# Saturday, October 25, 2025

### 1. IMPORT LIBRARIES

In [2]:
import nfl_data_py as nfl
import pandas as pd

### 2. LOAD THE DATASET
Load all REGULAR seasons only

In [3]:
seasons = [2025, 2024, 2023, 2022, 2021, 2020, 2019, 2018, 2017,
           2016, 2015, 2014, 2013, 2012, 2011, 2010, 2009, 2008,
           2007, 2006, 2005, 2004, 2003, 2002, 2001, 2000, 1999]
regular = True

# load play-by-play
dataset = nfl.import_pbp_data(seasons, downcast=True, cache=False)

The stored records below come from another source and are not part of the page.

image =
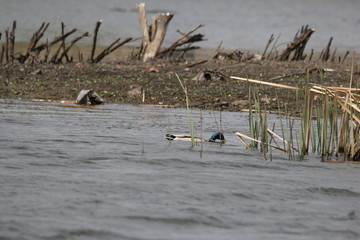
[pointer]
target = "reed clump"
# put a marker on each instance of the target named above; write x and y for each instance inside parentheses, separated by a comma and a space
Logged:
(330, 123)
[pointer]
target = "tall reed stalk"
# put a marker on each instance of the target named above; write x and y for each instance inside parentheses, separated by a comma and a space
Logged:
(191, 123)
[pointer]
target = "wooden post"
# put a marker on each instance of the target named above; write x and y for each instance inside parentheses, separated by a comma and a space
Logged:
(152, 35)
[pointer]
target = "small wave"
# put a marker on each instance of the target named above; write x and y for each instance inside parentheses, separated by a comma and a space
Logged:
(334, 192)
(201, 220)
(88, 234)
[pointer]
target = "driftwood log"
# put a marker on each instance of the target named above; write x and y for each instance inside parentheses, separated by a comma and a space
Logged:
(152, 35)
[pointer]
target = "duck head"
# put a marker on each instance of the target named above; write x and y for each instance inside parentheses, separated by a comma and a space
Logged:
(217, 136)
(170, 137)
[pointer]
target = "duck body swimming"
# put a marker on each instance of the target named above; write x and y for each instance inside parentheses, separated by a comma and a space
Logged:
(216, 137)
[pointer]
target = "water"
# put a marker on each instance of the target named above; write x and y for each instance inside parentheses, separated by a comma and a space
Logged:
(108, 173)
(239, 24)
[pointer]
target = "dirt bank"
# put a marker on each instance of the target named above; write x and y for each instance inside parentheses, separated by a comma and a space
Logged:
(130, 82)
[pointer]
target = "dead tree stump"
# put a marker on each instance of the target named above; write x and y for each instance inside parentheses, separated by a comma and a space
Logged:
(152, 35)
(297, 46)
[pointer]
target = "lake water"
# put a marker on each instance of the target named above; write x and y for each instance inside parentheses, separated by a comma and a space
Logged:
(239, 24)
(109, 173)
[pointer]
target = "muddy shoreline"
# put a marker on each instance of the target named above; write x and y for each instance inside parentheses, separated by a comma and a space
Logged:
(155, 82)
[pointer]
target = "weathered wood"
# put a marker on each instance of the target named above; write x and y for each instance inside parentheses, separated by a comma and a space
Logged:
(7, 45)
(187, 38)
(152, 35)
(325, 54)
(297, 46)
(110, 49)
(267, 46)
(67, 49)
(96, 30)
(12, 42)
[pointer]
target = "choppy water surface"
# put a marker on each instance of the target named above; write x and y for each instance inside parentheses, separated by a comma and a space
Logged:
(108, 173)
(241, 24)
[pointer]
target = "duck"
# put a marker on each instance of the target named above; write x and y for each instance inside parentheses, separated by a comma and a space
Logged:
(217, 137)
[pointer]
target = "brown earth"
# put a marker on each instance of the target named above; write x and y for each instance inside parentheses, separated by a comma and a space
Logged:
(156, 82)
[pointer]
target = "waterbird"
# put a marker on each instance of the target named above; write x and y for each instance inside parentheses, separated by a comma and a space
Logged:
(216, 137)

# keep regular season only
if regular and "season_type" in dataset.columns:
    dataset = dataset[dataset["season_type"] == "REG"]

2025 done.
2024 done.
2023 done.
2022 done.
2021 done.
2020 done.
2019 done.
2018 done.
2017 done.
2016 done.
2015 done.
2014 done.
2013 done.
2012 done.
2011 done.
2010 done.
2009 done.
2008 done.
2007 done.
2006 done.
2005 done.
2004 done.
2003 done.
2002 done.
2001 done.
2000 done.
1999 done.
Downcasting floats.


- Save the dataset for the first time
- All other times just load the dataset

In [None]:
dataset.to_csv('nfl_1999.csv')

  dataset = pd.read_csv('nfl_1999.csv')


### 3. CLEAN THE DATASET
We only want net EPA and net YPP

In [None]:
# keep only scrimmage plays that actually gain/lose yards: runs or passes
# (This implicitly excludes penalties-only, timeouts, spikes, kneels, punts, etc.)
play_mask = (dataset.get("rush", 0) == 1) | (dataset.get("pass", 0) == 1)
dataset = dataset[play_mask].copy()

# safety: make sure required columns exist
required_cols = ["posteam", "defteam", "epa", "yards_gained"]
missing = [c for c in required_cols if c not in dataset.columns]
if missing:
    raise ValueError(f"Missing columns in PBP: {missing}")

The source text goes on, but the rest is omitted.